You may have seen my posts about transitions and how they have an ending, a waiting, and a beginning. I got the idea from the book Managing Transitions by William and Susan Bridges. It’s a good book and the concepts are solid, I need to soak them in. But, I do not wait very well. I admit it. Even a recent blog captures my confession: “I had become so comfortable doing things, I found it uncomfortable to stop or to rest”. As with any good growing experience, there are lessons to be learned and applied. I feel like I am ready to get started on my next steps, but there are still things I need to close from my last chapter of life; I need to embrace the waiting. So I am doing my best to stop, return to the principles presented, and apply the lessons of the waiting period.
In the Meantime: The Practice of Proactive Waiting is another book I go to often. It’s written by a fellow self-confessing poor waiter, Rob Brendle. This book reveals some of his stories of manhandling his waiting period, forgetting a plan to wait, and over-spiritualizing his wait. His example of embracing the wait comes from David, a shepherd boy who receives the anointing to become king but is forced to wait for God’s perfect timing to step into the role. David has to fight through discouragement from the existing king, his family’s pecking order, and the enemies of his people. But, each lesson refines David’s ability to lead and matures his kingly character. Brendle calls it becoming the king before putting on the crown.
As I write this, some incredible offers have come come my way. They get me thinking about where I might be headed next. I am so excited because each one is based on who I am created to be, rather than just something I can do. Each opportunity speaks to the creativity that God has designed in me and utilizes skills and abilities I’ve gained through life. I am so ready to begin. I feel like a pumpkin ready to be picked or a race horse who is approaching the starting gate; electric anticipation.
But there is this lesson of waiting ringing in my head. It’s not quite time yet; let the fruit ripen before you pick it. There may be good opportunities show up in your waiting; it may not be quite time to engage with them. Each of the stakeholders I am conversing with used the words, ‘pursuing the steps toward partnership’; as if they get the idea of waiting. We are not ready to start out, but we are taking steps to ensure we are all on the same page, ready to move in the same direction, prepared to move together.

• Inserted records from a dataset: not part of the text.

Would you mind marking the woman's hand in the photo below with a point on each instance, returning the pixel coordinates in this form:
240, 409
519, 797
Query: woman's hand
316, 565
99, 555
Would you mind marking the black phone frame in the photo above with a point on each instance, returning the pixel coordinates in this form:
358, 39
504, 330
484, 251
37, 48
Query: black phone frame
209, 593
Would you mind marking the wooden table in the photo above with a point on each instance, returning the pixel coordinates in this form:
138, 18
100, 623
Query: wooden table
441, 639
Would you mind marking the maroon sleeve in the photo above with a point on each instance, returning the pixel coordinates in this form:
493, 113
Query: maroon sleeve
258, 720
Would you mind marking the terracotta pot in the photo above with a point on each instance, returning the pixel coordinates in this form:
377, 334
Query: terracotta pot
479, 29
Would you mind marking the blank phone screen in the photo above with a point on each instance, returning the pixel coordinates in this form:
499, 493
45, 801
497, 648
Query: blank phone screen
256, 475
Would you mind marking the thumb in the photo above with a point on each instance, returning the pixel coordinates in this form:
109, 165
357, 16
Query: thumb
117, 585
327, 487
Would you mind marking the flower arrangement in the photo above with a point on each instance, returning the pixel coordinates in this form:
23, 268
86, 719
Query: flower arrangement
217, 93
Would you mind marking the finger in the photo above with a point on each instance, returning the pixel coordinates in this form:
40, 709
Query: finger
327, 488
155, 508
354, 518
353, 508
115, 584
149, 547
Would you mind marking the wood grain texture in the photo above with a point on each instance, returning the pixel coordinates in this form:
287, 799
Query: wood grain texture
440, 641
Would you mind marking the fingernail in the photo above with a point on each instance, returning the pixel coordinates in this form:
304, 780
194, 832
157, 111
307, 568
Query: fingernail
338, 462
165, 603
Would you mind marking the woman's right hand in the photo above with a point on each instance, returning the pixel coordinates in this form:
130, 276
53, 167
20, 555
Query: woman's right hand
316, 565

Just like the race horse at the gate, there are other elements in play. The jockey needs to be saddled in. The race officials need to be watching. The track needs to be clear. I am ready to go, but I am waiting for the starter’s signal. It could be dangerous to start before everything is ready.
How about you; have you ever jumped out before the start? Have you pressed against the starting gate? How have you learned to wait? What is your story of when you waited well? Is there a lesson that taught you to wait well? I’d love to hear from you.